Les groupes politiques espéraient des objectifs plus ambitieux

Pour rappel, le Parlement européen avait adopté en février 2014 une résolution, appelant le Conseil à fixer des objectifs de réduction des émissions de CO2 de 40 %. Le texte allait plus loin en matière d'efficacité énergétique pour laquelle un objectif de 40 % était requis par les députés, ainsi qu’une augmentation à 30 % de la part des énergies renouvelables.

Peter Liese, porte-parole de son groupe pour l'environnement du groupe PPE, juge "les objectifs trop faibles pour les renouvelables et l'efficacité énergétique", mais se réjouit qu'un accord ait pu être trouvé sur un objectif contraignant d'une réduction de 40 % des émissions de GES. "C'est un objectif ambitieux qui permettra des progrès dans les négociations climatiques internationales", estime-t-il, ajoutant que l’Union a encore "fait la preuve de sa qualité de leader" en matière de protection du climat.

Le groupe S&D, qui espérait des objectifs plus ambitieux et prônait 50 % pour la réduction des émissions de CO2, 45 % pour la part des renouvelables et 40 % pour les économies d'énergie, a annoncé qu'il se battra pour obtenir davantage dans les négociations. "Nous escomptions plus, mais, étant donné les tensions avant le Conseil européen et le risque de ne pas parvenir à un accord, le S&D salue la position unie à laquelle il est parvenu, en attendant le sommet climatique de Paris l'an prochain et nous avons encore du temps pour nous entendre sur des objectifs plus ambitieux. Le compromis du Conseil européen est un point de départ", déclare Gianni Pittella, président du groupe.

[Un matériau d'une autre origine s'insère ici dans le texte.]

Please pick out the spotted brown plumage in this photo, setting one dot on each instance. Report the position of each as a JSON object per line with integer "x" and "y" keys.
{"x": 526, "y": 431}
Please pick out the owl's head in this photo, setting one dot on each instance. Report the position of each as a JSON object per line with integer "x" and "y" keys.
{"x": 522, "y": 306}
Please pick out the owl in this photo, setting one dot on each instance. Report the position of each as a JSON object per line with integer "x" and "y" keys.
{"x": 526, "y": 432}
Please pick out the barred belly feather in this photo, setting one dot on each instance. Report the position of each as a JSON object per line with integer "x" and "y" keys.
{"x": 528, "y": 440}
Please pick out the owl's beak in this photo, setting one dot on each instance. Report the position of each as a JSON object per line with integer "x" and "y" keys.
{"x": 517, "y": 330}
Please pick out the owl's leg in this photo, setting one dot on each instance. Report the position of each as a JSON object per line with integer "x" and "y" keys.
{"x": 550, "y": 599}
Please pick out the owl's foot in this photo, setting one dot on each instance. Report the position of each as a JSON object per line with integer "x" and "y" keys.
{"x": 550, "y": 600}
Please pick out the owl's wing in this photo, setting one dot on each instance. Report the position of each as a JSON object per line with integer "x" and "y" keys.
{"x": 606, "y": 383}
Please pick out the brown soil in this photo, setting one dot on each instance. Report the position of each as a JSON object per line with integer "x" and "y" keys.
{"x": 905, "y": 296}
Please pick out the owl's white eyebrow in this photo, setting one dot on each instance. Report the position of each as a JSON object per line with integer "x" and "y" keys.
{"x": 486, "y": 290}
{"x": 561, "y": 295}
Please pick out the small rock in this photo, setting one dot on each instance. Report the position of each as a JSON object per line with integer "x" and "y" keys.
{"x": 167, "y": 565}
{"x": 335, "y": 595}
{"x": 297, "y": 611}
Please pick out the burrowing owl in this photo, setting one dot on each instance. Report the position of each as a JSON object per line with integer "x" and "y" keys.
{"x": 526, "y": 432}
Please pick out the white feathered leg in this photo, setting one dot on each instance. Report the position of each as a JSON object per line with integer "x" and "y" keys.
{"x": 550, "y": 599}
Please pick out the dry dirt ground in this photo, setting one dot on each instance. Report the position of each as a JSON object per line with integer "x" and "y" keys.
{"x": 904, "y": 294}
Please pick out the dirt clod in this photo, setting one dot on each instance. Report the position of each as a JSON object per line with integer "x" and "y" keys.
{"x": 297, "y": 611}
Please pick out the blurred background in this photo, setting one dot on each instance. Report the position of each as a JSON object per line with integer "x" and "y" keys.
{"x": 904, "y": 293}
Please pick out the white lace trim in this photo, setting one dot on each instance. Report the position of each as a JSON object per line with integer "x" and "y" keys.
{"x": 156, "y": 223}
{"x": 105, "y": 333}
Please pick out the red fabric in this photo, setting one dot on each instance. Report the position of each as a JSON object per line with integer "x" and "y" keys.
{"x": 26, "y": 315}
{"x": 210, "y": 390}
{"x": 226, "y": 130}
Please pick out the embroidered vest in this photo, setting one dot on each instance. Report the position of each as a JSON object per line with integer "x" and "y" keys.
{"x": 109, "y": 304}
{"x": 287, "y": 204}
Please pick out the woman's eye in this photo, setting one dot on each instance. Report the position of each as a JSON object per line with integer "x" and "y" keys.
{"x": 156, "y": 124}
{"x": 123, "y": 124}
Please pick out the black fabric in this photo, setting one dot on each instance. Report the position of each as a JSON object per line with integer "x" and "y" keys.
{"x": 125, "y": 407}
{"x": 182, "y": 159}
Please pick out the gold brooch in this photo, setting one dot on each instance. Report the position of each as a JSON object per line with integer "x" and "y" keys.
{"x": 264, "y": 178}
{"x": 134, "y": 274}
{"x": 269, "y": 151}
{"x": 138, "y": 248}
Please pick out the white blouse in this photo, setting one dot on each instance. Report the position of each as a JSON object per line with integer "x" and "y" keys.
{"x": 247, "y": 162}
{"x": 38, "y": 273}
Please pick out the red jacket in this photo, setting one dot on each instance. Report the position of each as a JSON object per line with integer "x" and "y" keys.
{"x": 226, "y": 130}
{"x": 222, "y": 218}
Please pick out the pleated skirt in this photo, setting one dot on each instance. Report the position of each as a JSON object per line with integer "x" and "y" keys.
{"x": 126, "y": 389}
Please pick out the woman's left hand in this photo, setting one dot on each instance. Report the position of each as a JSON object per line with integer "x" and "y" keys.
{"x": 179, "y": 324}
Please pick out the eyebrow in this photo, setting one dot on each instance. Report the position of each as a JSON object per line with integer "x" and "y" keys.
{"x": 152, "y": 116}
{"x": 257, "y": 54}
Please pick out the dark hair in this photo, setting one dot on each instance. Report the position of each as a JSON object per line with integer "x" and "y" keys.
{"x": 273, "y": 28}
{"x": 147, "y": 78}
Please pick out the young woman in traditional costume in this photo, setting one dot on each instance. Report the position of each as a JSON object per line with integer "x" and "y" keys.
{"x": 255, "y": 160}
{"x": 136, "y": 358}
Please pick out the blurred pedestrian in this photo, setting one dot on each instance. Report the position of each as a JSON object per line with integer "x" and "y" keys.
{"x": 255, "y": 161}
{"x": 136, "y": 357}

Pour Gabi Zimmer, présidente du groupe de gauche GUE/NGL, l’occasion de s’accorder sur un paquet de climat "ambitieux" a été ratée. L’accord présenté par le Conseil européen est, selon elle, "plein de mauvais compromis". Elle appelle les dirigeants européens qui ont montré "peu d’ambition" à s’engager pour des objectifs de réduction des émissions de CO2 de 50 % pour 2030 et de 80 % pour 2050.

Le groupe des Verts estime que le Conseil a commis "une triple faute", à savoir écologique, économique et stratégique : "Écologique, car le changement climatique est en marche et on ne négociera pas avec la planète". Économique, "car en ralentissant de moitié le rythme de ses efforts climat/énergie, l'Union européenne envoie un signal clair - et négatif – à toutes les entreprises qui avaient investi dans la transition énergétique" et stratégique parce que la dépendance énergétique "nous coûte 400 milliards par an", déclare le coprésident Philippe Lamberts. Il ajoute que, pour les Verts au Parlement européen, les objectifs climat/énergie doivent "à la fois faire preuve d'ambition (-60 % de CO2, 45 % de renouvelables et 40 % d'amélioration de l'efficacité énergétique) et être contraignants".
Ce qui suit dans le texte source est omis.